I had a barn kitten who never wanted anything to do with human beings. I put her in my room, and I sat propped in bed, put the food dish on my lap, and since she continued to hiss if my hand was near, I would take away the food. Finally, and it took patience, I petted her while she was eating, and if she hissed, I took away the food. (This was before I knew much about semi-feral cats!) Eventually, she decided the petting was nice, and eating was better. She eventually established herself as a member of the household. She had spent most of the time before that hiding. Well, it worked, although I should probably have been more patient!


----------



## carolsclan (Jun 28, 2006)

righto .. so between getting something for mikey to get his tummy moving we get cat sweeties .. gonna have fun tonite :lol:


----------



## Jeanie (Jun 18, 2003)

Be patient, and let the kitties set the pace! Everything at their pace... As I said, I rushed a bit too much. I wish you the best. Try not to get discouraged if nothing happens for a while, and make sure they're hungry! Keep posting. I want to know how they do.


----------



## carolsclan (Jun 28, 2006)

Ill give it a few more days still and then not give them supper at all ..im busy with a new cat diet .. feeding this crew is costing me a fortune ...

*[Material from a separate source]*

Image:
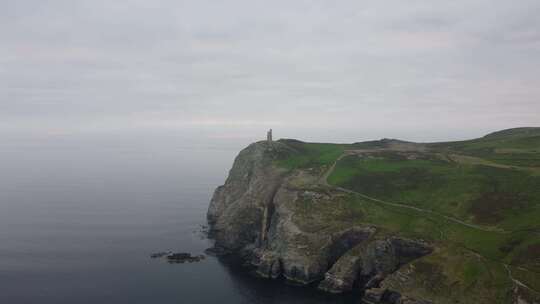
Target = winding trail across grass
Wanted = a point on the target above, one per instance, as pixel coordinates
(324, 181)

I have also just gotten 2 conures and they are worse than all 11 cats and 2 dogs put together.

the reason for the delay is simply routine change .... for me .. its a hectic life, and by the time its supper time i often dont know my one end from the other.

One of the little darlings has come on heat , now the one kitty I suspect is a male .. not sure tho his hairdo back there is confusing .. im going to whip him to the vet on Monday to have his whasits removed ... just in case .. my vet has agreed to let me pay him off. If he is a she its ok too :lol: 

Im pretty sure Blue was going to rub up against me earlier .. i was dishing up their grub and she was streching her toes and prriitsing at me...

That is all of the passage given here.